DE873822C - Friction-free oscillating spring regulator for clockworks - Google Patents

Description

Friction-free oscillating spring regulator for clockworks We know clockworks with anchor passage, the anchor of which is mediated by an Elelaromagnet by means of current pulses is operated and which are used as a counter. At. such clockworks thus does not find a gear regulation in the true sense of the word, but a pulse count takes place.
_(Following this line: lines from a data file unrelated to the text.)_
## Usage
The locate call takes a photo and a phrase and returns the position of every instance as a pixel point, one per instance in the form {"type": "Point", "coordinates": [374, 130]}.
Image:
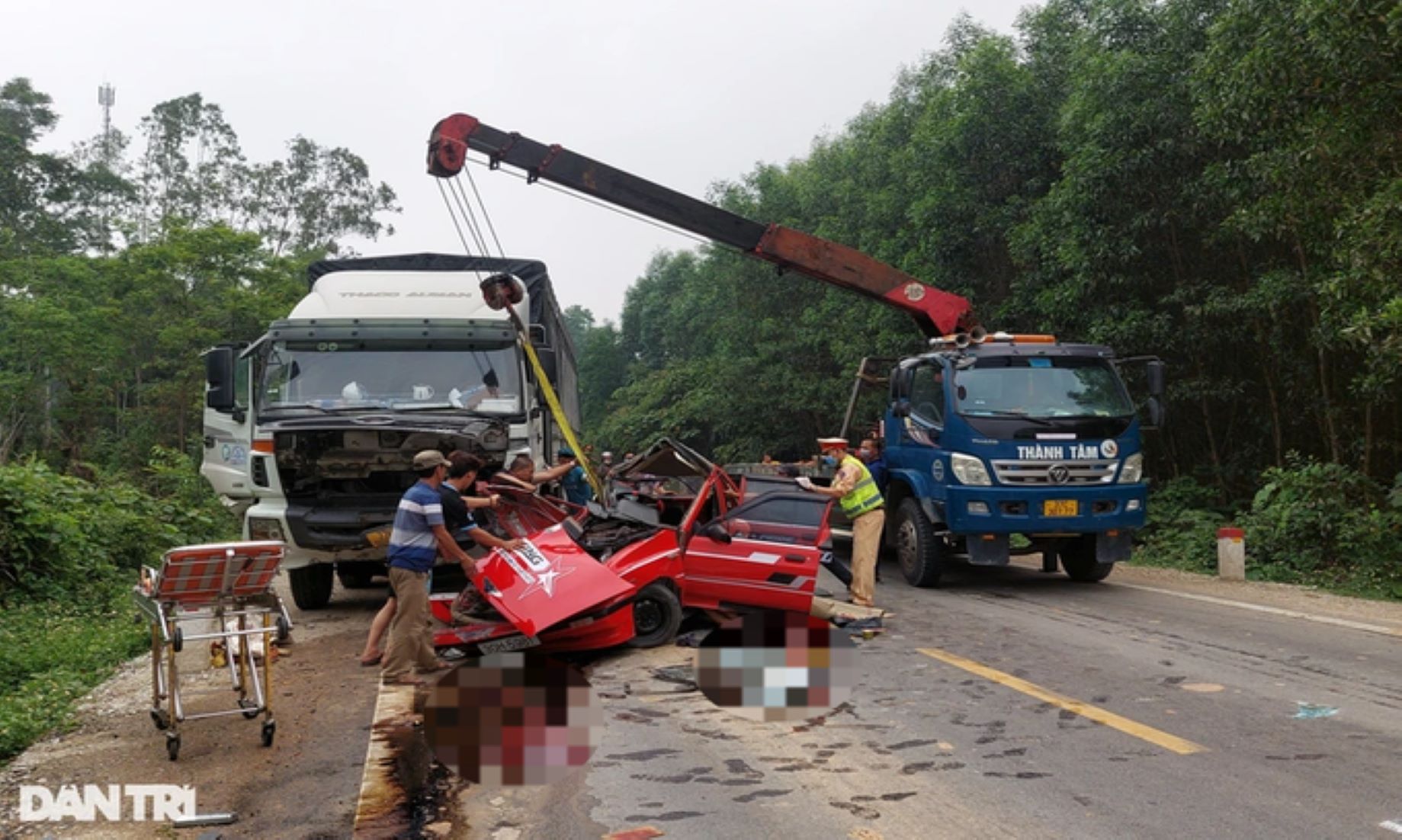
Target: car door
{"type": "Point", "coordinates": [765, 553]}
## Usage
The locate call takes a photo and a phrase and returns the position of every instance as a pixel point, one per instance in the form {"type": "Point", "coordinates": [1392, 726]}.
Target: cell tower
{"type": "Point", "coordinates": [107, 97]}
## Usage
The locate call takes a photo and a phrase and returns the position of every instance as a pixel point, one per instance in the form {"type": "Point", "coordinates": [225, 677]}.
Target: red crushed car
{"type": "Point", "coordinates": [675, 534]}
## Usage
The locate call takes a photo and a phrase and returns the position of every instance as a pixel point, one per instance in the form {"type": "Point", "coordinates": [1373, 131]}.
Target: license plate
{"type": "Point", "coordinates": [512, 643]}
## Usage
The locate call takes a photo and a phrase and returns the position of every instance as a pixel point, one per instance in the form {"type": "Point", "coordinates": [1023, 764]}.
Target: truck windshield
{"type": "Point", "coordinates": [1041, 387]}
{"type": "Point", "coordinates": [324, 376]}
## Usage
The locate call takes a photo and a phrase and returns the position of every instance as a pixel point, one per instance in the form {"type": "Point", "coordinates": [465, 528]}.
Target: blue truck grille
{"type": "Point", "coordinates": [1054, 473]}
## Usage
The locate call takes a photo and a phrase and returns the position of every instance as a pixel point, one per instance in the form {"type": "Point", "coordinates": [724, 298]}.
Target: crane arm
{"type": "Point", "coordinates": [935, 312]}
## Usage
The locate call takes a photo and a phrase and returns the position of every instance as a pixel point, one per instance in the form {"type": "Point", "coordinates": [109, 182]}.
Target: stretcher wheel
{"type": "Point", "coordinates": [250, 707]}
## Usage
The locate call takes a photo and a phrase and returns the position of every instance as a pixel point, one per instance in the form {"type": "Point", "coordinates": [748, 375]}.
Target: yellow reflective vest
{"type": "Point", "coordinates": [864, 497]}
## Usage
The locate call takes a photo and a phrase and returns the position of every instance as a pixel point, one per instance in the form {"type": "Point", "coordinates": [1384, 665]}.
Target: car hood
{"type": "Point", "coordinates": [547, 581]}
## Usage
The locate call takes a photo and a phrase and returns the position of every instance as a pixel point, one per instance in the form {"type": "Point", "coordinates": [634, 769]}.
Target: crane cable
{"type": "Point", "coordinates": [464, 210]}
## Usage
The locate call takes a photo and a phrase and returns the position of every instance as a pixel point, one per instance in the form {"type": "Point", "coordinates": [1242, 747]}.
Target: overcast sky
{"type": "Point", "coordinates": [683, 95]}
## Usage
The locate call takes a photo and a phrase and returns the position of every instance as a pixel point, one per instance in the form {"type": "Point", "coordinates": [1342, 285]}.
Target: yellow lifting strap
{"type": "Point", "coordinates": [556, 409]}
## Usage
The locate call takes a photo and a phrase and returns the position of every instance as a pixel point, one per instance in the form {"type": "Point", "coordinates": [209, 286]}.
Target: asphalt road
{"type": "Point", "coordinates": [1009, 704]}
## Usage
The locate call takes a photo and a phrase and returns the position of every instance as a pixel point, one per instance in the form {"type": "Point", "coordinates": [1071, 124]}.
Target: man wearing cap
{"type": "Point", "coordinates": [574, 483]}
{"type": "Point", "coordinates": [417, 540]}
{"type": "Point", "coordinates": [855, 491]}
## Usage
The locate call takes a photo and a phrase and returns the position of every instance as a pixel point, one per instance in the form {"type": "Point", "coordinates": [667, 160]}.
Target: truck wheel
{"type": "Point", "coordinates": [354, 575]}
{"type": "Point", "coordinates": [1079, 561]}
{"type": "Point", "coordinates": [312, 585]}
{"type": "Point", "coordinates": [917, 547]}
{"type": "Point", "coordinates": [656, 614]}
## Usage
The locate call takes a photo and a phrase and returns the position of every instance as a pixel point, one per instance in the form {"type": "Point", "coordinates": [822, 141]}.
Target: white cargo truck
{"type": "Point", "coordinates": [312, 428]}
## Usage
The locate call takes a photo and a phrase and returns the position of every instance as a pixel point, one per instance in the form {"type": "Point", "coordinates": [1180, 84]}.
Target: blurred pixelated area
{"type": "Point", "coordinates": [777, 666]}
{"type": "Point", "coordinates": [516, 718]}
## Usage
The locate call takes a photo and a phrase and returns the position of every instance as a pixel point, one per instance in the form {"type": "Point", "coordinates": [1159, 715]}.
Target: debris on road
{"type": "Point", "coordinates": [644, 833]}
{"type": "Point", "coordinates": [693, 640]}
{"type": "Point", "coordinates": [1313, 710]}
{"type": "Point", "coordinates": [680, 675]}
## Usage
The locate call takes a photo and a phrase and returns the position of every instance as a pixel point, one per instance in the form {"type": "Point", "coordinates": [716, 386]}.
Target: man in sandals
{"type": "Point", "coordinates": [418, 537]}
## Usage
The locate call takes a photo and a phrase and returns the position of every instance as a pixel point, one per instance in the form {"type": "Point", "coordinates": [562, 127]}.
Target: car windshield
{"type": "Point", "coordinates": [327, 376]}
{"type": "Point", "coordinates": [1041, 387]}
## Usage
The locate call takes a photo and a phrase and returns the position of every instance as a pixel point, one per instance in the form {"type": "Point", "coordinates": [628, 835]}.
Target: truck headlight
{"type": "Point", "coordinates": [969, 470]}
{"type": "Point", "coordinates": [264, 529]}
{"type": "Point", "coordinates": [1133, 469]}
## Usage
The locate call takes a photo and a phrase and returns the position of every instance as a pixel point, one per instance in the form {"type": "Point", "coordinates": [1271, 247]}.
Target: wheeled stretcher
{"type": "Point", "coordinates": [223, 592]}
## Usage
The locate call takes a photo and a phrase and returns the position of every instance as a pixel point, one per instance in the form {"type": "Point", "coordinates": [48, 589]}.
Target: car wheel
{"type": "Point", "coordinates": [1079, 561]}
{"type": "Point", "coordinates": [656, 614]}
{"type": "Point", "coordinates": [917, 547]}
{"type": "Point", "coordinates": [312, 585]}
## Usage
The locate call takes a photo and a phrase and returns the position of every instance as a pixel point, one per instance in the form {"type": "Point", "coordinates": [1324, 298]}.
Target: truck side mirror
{"type": "Point", "coordinates": [900, 379]}
{"type": "Point", "coordinates": [1157, 415]}
{"type": "Point", "coordinates": [1156, 377]}
{"type": "Point", "coordinates": [219, 379]}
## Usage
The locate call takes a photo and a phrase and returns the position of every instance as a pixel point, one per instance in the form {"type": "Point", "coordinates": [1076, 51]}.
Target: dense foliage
{"type": "Point", "coordinates": [1210, 181]}
{"type": "Point", "coordinates": [69, 554]}
{"type": "Point", "coordinates": [115, 271]}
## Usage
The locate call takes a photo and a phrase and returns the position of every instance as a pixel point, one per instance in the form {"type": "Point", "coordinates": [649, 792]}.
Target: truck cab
{"type": "Point", "coordinates": [310, 431]}
{"type": "Point", "coordinates": [1014, 437]}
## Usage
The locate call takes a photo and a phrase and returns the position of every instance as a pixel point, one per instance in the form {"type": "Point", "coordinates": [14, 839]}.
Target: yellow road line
{"type": "Point", "coordinates": [1086, 710]}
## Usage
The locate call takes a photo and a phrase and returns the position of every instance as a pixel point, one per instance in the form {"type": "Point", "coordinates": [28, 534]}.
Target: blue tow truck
{"type": "Point", "coordinates": [987, 437]}
{"type": "Point", "coordinates": [1014, 435]}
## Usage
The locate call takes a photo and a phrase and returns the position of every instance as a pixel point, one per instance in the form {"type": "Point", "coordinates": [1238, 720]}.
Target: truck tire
{"type": "Point", "coordinates": [656, 614]}
{"type": "Point", "coordinates": [917, 547]}
{"type": "Point", "coordinates": [312, 585]}
{"type": "Point", "coordinates": [1079, 561]}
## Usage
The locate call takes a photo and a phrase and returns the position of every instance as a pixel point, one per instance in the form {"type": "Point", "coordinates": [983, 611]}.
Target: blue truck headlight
{"type": "Point", "coordinates": [969, 470]}
{"type": "Point", "coordinates": [1133, 469]}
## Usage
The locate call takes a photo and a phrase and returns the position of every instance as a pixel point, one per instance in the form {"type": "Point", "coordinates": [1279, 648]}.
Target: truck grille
{"type": "Point", "coordinates": [1041, 473]}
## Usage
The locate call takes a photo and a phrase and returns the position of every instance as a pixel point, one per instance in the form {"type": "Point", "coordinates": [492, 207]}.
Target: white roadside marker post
{"type": "Point", "coordinates": [1231, 554]}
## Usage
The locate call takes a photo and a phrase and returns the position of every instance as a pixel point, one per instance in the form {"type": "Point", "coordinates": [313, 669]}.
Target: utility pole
{"type": "Point", "coordinates": [107, 97]}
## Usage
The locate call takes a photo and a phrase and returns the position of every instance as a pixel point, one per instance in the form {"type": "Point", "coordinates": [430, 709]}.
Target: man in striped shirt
{"type": "Point", "coordinates": [414, 544]}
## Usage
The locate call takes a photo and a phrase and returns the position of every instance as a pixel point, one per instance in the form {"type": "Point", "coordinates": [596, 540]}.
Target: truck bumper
{"type": "Point", "coordinates": [1044, 509]}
For rate regulation of clockworks, oscillating systems are known in which the free end of a vibrating tongue with the teeth of a wheel set in rotation cooperates. As a result, the vibrating tongue is kept in the vibrating state and So the run-off speed of the wheel depends on the oscillation frequency of the oscillating tongue held almost constant. Such systems naturally have the disadvantage that ß A mechanical contact takes place between the vibrating tongue and the wheel teeth, as a result of which the free oscillation of the vibrating tongue is impaired and therefore a constant one Frequency of the vibrating tongue cannot be maintained. There is also a strong Wear of the vibrating tongue and the wheel teeth at the contact points.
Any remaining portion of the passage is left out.